After a strong start to the year, the jobs market is also showing signs of cooling. The economy lost 6,400 jobs in July – the second decline in the last three months, which suggests that the Bank of Canada’s efforts to rebalance the labour market are working. The unemployment rate moved higher to 5.5% and now stands 0.6 percentage points above the low reached in July 2022. Overall, the economy appears to be struggling to keep pace with the growing labour force, which is up 590,000 (2.8%) in the past year.
Slowing GDP and a soft employment report suggest that the economy is losing momentum. Add in June CPI numbers, which show Canada’s inflation rate fell to 2.8 per cent – its lowest level in more than two years – and there is a strong case for the Bank of Canada to stay on the sidelines. The length of the pause will depend on how long wage and core price growth remain firm.

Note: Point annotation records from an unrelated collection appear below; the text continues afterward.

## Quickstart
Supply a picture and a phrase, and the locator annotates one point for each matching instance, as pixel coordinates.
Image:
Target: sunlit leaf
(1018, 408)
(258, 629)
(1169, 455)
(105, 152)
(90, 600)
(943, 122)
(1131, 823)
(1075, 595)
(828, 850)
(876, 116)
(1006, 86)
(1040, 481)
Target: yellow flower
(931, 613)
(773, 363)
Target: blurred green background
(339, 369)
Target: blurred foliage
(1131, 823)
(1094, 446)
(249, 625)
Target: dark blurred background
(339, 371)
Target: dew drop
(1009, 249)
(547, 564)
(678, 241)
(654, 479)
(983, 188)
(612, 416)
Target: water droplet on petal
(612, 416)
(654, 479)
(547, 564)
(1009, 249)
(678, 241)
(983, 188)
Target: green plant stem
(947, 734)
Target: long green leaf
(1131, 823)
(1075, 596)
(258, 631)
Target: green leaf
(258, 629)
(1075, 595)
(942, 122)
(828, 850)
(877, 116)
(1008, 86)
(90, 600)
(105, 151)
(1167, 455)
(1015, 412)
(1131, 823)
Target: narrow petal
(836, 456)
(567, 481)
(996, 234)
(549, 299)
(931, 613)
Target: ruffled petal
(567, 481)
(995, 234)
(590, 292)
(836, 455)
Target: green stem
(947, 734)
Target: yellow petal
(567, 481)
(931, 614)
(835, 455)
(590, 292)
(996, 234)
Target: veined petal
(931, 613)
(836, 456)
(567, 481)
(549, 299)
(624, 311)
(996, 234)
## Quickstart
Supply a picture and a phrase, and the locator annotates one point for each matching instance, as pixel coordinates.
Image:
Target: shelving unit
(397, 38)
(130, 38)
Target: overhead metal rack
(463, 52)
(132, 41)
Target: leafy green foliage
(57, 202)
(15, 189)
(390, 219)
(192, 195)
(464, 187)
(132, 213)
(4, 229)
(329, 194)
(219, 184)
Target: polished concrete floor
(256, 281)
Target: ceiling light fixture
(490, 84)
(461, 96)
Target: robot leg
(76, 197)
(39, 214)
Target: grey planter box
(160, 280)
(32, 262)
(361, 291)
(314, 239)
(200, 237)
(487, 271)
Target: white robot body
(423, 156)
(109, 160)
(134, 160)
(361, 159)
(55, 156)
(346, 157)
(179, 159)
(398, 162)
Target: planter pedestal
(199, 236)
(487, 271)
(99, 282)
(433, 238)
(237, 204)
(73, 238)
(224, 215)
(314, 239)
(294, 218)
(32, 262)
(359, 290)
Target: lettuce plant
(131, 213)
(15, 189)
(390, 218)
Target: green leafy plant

What does this mean for housing?
Pointing to still-high inflation, strong consumer spending, a rebounding housing market and a labour market that is helping fuel higher prices, the US Federal Reserve announced another quarter-point rate hike at its late-July meeting. US rates have gone up 5.25 percentage points in the last 18 months, and in forecasts published in June, most policymakers expected to end the year with the Fed policy rate at 5.6%, one-quarter point above the current rate.
With the Bank of Canada looking to hold the course on rates and the Fed at or close to the end of the tightening cycle, it could be a while before we see US and Canadian bond rates ease. This will likely keep domestic mortgage rates at elevated levels over the near term, meaning affordability will not get a helping hand from monetary policy.
Borrowers with a variable rate mortgage are unlikely to see relief until the first quarter of next year. Fixed rate mortgages will likely see some easing as the 5-year bond rate comes down to around 3.5% by year end, with an additional 70 basis points of easing expected though 2024.
Home prices are also expected to remain elevated. In Canada, the national average home price is heavily impacted by two markets: the GTA and British Columbia’s Lower Mainland. In July, the Lower Mainland housing market cooled as higher mortgage rates pushed buyers to the sidelines with deteriorating affordability and softer buyer confidence. While the unadjusted average price fell month-over-month to $1.177 million, it remained 3.6% higher than a year ago. The story for the GTA was similar with the average price falling 5.4% in July to $1.11 million but remaining 4% above July 2022.
Prices are unlikely to see any material decline going forward as housing supply remains limited. Given this lack of inventory is coupled with a tight rental market, we expect to see a low sale, high price environment over the coming months.